Councilman Fred Neil was concerned that most of the current ShotSpotter-type systems only cover an area of around five miles.

“When we looked at this before, the area that we talked about is very narrow,” Councilman Neil said. “We’re looking at a pot of money to help protect our citizens.

“The question is, ‘Is it best spent on this particular item to cover three, four or five miles, versus what the city (actually) is?’”

He added, “If that money can be used for additional (police officers), additional services or other things, I think that’s what we’re weighing at this particular point.”

Chief Mailey said a ShotSpotter-type system is a lot of money to invest in a small segment of Dover, although it would be of a benefit.

“The cost of the product is tremendous,” he said. “It would greatly help our capacity in responding to shots fired complaints. It would put us at the spot we needed to be with no guesswork within seconds of the shots being fired.”

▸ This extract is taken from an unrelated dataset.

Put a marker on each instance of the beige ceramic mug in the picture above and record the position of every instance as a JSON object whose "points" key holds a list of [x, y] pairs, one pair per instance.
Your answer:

However, he noted, it would still be too late to prevent the shots from happening in the first place.

Last summer, Chief Mailey rated the need for a ShotSpotter-type system as a “1 or 2” on a scale of 10 regarding top priorities. He maintained money would be better spent on adding equipment, cameras and officers to the department.

Confidence in the chief

City council members, during their latest discussion regarding the ShotSpotter technology, eventually deferred to Chief Mailey and what he thought the city needed to address the shootings.

“I would argue that we need more officers and we need to re-engage community policing to really make an impact,” Councilman Tanner Polce said.

“I think that would have to be a judgement that I would look towards Chief Mailey to give us the idea on how this is to be (addressed), said Councilman Neil.

Chief Mailey, on multiple occasions during the discussion, said he prefers actual manpower over new technologies.

Plus, he said, his department is currently zeroing in on the gun violence problems that plague the city.

“Without going into too much detail, we’ve identified the problem,” Chief Mailey said. “We’ve addressed the problem quite successfully. I don’t want to put the cart before the horse, but we’re making in-roads, we’re making a lot of progress.

“My people are working hard. We’ve got a good plan and I’ve got great people and our plan’s working. When it comes down to it, I would always rather have people than technical support.”